Getting Started with TFMA

Installation

First, let's install TFMA:

bash
pip install tensorflow-model-analysis

Basic Usage

Let's start with a simple example of how to use TFMA:

python
import tensorflow as tf
import tensorflow_model_analysis as tfma

# Load a previously trained model
model = tf.keras.models.load_model('my_model')
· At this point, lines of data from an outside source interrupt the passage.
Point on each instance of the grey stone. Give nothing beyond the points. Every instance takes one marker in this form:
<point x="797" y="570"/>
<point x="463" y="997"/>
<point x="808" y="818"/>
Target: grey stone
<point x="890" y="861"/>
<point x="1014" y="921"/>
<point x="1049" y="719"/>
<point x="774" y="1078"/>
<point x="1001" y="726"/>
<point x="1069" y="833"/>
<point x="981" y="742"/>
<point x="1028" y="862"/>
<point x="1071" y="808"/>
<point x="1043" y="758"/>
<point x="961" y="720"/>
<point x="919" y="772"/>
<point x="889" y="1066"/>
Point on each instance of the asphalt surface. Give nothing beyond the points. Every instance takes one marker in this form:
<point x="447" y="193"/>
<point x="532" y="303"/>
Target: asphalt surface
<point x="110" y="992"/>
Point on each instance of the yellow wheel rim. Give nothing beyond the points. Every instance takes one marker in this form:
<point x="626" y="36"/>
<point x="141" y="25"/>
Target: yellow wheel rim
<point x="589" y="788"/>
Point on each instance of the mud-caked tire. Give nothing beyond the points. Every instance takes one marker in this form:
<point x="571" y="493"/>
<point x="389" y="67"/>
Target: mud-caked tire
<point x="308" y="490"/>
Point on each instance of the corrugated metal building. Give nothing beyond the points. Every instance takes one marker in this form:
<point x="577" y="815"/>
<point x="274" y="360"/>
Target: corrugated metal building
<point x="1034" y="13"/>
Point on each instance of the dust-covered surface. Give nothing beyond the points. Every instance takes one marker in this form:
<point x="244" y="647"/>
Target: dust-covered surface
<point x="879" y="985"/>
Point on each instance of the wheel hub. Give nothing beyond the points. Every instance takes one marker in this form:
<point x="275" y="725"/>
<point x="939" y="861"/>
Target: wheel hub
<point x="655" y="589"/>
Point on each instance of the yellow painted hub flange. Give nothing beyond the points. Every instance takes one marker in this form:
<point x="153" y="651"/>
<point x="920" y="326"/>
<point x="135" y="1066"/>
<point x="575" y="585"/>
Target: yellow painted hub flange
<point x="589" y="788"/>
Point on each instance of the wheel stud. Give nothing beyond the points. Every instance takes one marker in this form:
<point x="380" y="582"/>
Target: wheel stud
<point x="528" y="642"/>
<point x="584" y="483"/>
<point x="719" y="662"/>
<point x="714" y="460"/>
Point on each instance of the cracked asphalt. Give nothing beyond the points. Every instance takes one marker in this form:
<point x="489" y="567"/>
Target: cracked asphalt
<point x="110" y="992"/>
# Define the evaluation configuration
eval_config = tfma.EvalConfig(
model_specs=[tfma.ModelSpec(label_key='label')],
slicing_specs=[tfma.SlicingSpec()],
metrics_specs=[
tfma.MetricsSpec(metrics=[
tfma.MetricConfig(class_name='Accuracy'),
tfma.MetricConfig(class_name='AUC')
])
]
)

# Define the location for evaluation results
output_path = 'tfma_results'

# Run the evaluation
eval_result = tfma.run_model_analysis(
eval_shared_model=tfma.default_eval_shared_model(model_path='my_model'),
eval_config=eval_config,
data_location='eval_data.tfrecord',
output_path=output_path
)

# View the results
tfma.view.render_slicing_metrics(eval_result)

The above example:

  1. Loads a pre-trained model
  2. Configures an evaluation with accuracy and AUC metrics
  3. Runs the evaluation on the provided dataset
  4. Renders the metrics for visualization

Key Concepts in TFMA

Evaluation Configuration

The EvalConfig is the central component that defines how your model will be evaluated:

python
eval_config = tfma.EvalConfig(
model_specs=[
# Define the model type and location of features and labels
tfma.ModelSpec(name='my_model', label_key='label')
],
slicing_specs=[
# Define how to slice your data
tfma.SlicingSpec(), # Overall metrics
tfma.SlicingSpec(feature_keys=['age']) # Metrics for each age value
],
metrics_specs=[
# Define which metrics to compute
tfma.MetricsSpec(metrics=[
tfma.MetricConfig(class_name='Accuracy'),
tfma.MetricConfig(class_name='AUC'),
tfma.MetricConfig(class_name='Precision'),
tfma.MetricConfig(class_name='Recall')
])
]
)

Data Slicing

One of the powerful features of TFMA is the ability to evaluate model performance across different slices of your data. This helps identify if your model performs poorly for specific subgroups:

python
slicing_specs = [
# Overall metrics (no slicing)
tfma.SlicingSpec(),

# Slice by individual feature values
tfma.SlicingSpec(feature_keys=['gender']),

# Slice by feature cross (combination of features)
tfma.SlicingSpec(feature_keys=['gender', 'age_group']),

# Slice with specific feature value
tfma.SlicingSpec(feature_values={'country': 'USA'})
]

Metrics

TFMA supports a wide range of metrics for model evaluation:

python
metrics_specs = [
tfma.MetricsSpec(
metrics=[
# Classification metrics
tfma.MetricConfig(class_name='Accuracy'),
tfma.MetricConfig(class_name='AUC'),
tfma.MetricConfig(class_name='Precision'),
tfma.MetricConfig(class_name='Recall'),

# Calibration metrics
tfma.MetricConfig(class_name='MeanLabel'),
tfma.MetricConfig(class_name='MeanPrediction'),

# Fairness metrics
tfma.MetricConfig(class_name='FairnessIndicators')
],
# For multi-class problems
thresholds=[0.3, 0.5, 0.7] # Evaluate metrics at these thresholds
)
]

Working with TFMA in a TFX Pipeline

In a complete TFX pipeline, the TFMA component naturally fits after the Trainer component. Here's how to integrate it:

python
from tfx.components import Evaluator

# Create the evaluator component
evaluator = Evaluator(
examples=example_gen.outputs['examples'],
model=trainer.outputs['model'],
eval_config=eval_config
)

# Add it to your pipeline
pipeline = tfx.dsl.Pipeline(
pipeline_name='my_pipeline',
pipeline_root=pipeline_root,
components=[
example_gen,
statistics_gen,
schema_gen,
example_validator,
trainer,
evaluator, # TFMA component
pusher
],
enable_cache=True
)

Visualizing Results

TFMA provides various visualization options to interpret evaluation results:

python
# Load evaluation results
eval_results = tfma.load_eval_result(output_path)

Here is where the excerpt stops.